Purchasing property is often required for business growth. For example, you may need a larger space for production or want to open a second location. However, gathering the capital needed to buy real estate may be difficult for businesses that are locally owned, reliant on orders or see market fluctuations throughout the year.
The solution is to get a loan, but that also poses problems. It can be difficult to qualify for a traditional commercial real estate loan. You may also need cash quickly to take advantage of a temporary deal and therefore can’t wait for the usual underwriting process. In these instances, a stated income loan may be your best bet.
How Do They Work?
When you get a traditional mortgage, lenders are required by law to verify your income. With a stated income loan, however, lenders accept your income as stated without requiring the usual verification documents.
Because of the Dodd-Frank Act, this type of loan can’t be used for owner-occupied real estate. Businesses, however, can still make use of them for commercial properties.
It’s important to note that lenders are taking on greater risk with this kind of financing, which may mean higher interest rates and lower loan-to-value ratios than a traditional real estate loan. However, it’s generally a better deal than hard-money or bridge financing.
Why Should You Apply?
There are many reasons this type of loan may be attractive. For example, if you want money to cover purchasing a property before selling your current real estate, these funds can bridge the gap without demanding too much time and effort. You can also use this financing to access equity for renovations or other projects. If you’re self-employed or otherwise don’t have access to W-2s and other tax documents, this lending could be an excellent option.

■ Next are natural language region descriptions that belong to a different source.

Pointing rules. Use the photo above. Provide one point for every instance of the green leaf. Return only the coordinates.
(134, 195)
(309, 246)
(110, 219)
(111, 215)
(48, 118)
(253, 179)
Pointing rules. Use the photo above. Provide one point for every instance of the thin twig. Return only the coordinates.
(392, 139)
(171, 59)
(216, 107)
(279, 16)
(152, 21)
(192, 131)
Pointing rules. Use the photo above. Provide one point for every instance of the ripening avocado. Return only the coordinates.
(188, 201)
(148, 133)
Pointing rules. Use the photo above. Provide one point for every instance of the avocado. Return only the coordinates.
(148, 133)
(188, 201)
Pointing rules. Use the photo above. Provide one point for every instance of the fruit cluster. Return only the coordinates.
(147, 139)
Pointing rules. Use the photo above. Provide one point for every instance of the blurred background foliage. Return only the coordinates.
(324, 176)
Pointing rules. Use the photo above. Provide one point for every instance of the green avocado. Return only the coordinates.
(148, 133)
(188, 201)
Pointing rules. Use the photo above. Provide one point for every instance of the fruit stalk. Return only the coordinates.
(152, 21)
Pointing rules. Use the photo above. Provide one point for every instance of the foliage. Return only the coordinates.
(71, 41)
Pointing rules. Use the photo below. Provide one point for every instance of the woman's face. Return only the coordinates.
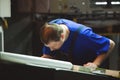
(54, 45)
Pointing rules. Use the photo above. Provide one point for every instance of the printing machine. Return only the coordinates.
(14, 66)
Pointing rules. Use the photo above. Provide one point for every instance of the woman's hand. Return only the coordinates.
(91, 65)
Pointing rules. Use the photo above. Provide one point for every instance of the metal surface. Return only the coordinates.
(35, 61)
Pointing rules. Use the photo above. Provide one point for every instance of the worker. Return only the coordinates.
(71, 41)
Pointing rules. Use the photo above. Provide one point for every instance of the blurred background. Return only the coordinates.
(21, 21)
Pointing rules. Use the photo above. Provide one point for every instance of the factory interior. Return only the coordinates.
(21, 21)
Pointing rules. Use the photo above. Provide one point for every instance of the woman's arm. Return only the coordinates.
(101, 57)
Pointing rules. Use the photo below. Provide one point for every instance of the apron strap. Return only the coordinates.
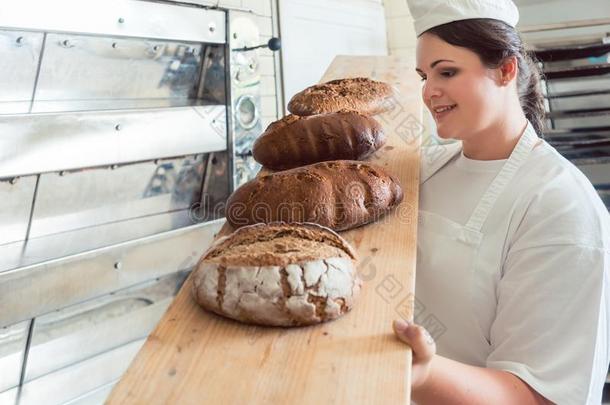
(517, 158)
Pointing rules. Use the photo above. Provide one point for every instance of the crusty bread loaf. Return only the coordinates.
(296, 141)
(278, 274)
(360, 93)
(340, 194)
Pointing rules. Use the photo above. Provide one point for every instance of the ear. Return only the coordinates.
(508, 70)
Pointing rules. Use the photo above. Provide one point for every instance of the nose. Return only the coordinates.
(429, 90)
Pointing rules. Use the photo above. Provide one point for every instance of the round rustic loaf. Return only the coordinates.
(278, 274)
(360, 93)
(296, 141)
(339, 194)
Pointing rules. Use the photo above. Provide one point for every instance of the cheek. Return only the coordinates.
(474, 95)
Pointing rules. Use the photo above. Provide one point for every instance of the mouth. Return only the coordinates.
(441, 112)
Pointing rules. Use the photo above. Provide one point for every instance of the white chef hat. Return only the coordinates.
(431, 13)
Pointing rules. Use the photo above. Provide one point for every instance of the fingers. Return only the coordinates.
(418, 338)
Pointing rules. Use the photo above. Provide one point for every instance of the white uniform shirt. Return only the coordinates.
(541, 294)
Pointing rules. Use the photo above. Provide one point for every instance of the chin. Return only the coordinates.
(445, 133)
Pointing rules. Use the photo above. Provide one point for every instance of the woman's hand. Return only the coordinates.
(423, 347)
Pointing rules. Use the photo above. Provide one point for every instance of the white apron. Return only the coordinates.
(446, 255)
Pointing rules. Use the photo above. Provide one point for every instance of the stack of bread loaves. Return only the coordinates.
(319, 150)
(284, 265)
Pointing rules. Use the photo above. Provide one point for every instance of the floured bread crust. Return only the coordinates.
(278, 274)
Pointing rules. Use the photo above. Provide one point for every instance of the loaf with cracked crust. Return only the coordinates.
(279, 275)
(295, 141)
(339, 194)
(359, 93)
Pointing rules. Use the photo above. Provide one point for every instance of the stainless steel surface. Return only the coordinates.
(130, 18)
(54, 284)
(94, 197)
(581, 103)
(20, 52)
(245, 94)
(209, 206)
(15, 207)
(98, 325)
(38, 250)
(51, 142)
(13, 341)
(73, 382)
(96, 72)
(116, 158)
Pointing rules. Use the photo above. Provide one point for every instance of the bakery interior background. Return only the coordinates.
(62, 212)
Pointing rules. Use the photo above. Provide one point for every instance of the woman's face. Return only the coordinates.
(461, 93)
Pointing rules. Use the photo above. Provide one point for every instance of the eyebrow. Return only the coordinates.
(436, 62)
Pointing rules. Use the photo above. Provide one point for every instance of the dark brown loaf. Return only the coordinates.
(296, 141)
(359, 93)
(340, 194)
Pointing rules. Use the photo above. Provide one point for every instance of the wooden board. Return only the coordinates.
(194, 357)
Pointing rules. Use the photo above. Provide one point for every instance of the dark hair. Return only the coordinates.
(495, 41)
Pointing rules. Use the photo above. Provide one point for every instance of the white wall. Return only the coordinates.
(315, 31)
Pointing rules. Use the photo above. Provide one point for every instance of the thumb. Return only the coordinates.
(417, 337)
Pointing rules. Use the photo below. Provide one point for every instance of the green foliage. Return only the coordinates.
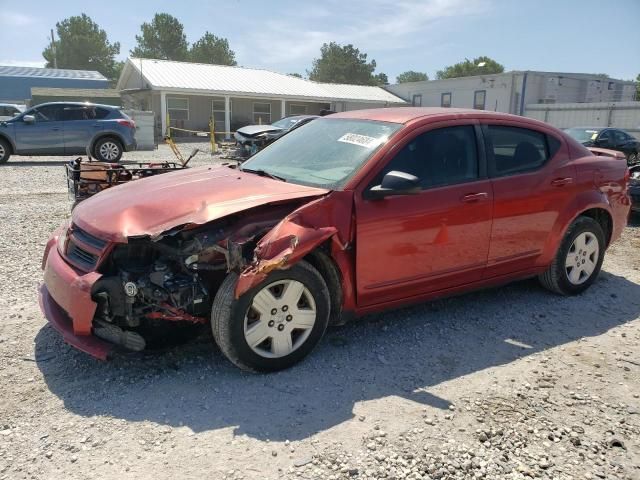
(83, 45)
(344, 64)
(212, 49)
(411, 76)
(468, 68)
(163, 38)
(382, 79)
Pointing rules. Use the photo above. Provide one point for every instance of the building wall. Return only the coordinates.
(18, 89)
(462, 90)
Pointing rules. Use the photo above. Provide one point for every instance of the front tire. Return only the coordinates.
(5, 151)
(578, 260)
(108, 150)
(275, 324)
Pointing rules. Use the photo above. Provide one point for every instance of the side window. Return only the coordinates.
(514, 150)
(605, 136)
(100, 113)
(444, 156)
(48, 113)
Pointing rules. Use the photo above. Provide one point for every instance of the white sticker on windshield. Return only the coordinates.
(361, 140)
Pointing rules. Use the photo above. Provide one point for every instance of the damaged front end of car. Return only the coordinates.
(140, 288)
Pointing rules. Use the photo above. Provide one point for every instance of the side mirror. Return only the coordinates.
(395, 183)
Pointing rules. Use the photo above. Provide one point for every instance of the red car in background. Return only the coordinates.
(353, 213)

What Can You Do To Qualify?
Just because lenders aren’t asking for tax documents doesn’t mean just anyone can get approved for these loans. You still have to provide some information.
To qualify for financing, you need to have a credit score that’s over 700, a large income that’s relatively stable and a good amount of money saved. Lenders are also likely to ask for bank statements confirming the funds in your accounts.
When a mortgage won’t cut it, you should consider a stated income loan. It’s a quick solution to the problem of raising capital for real estate, making a property more accessible to more commercial enterprises.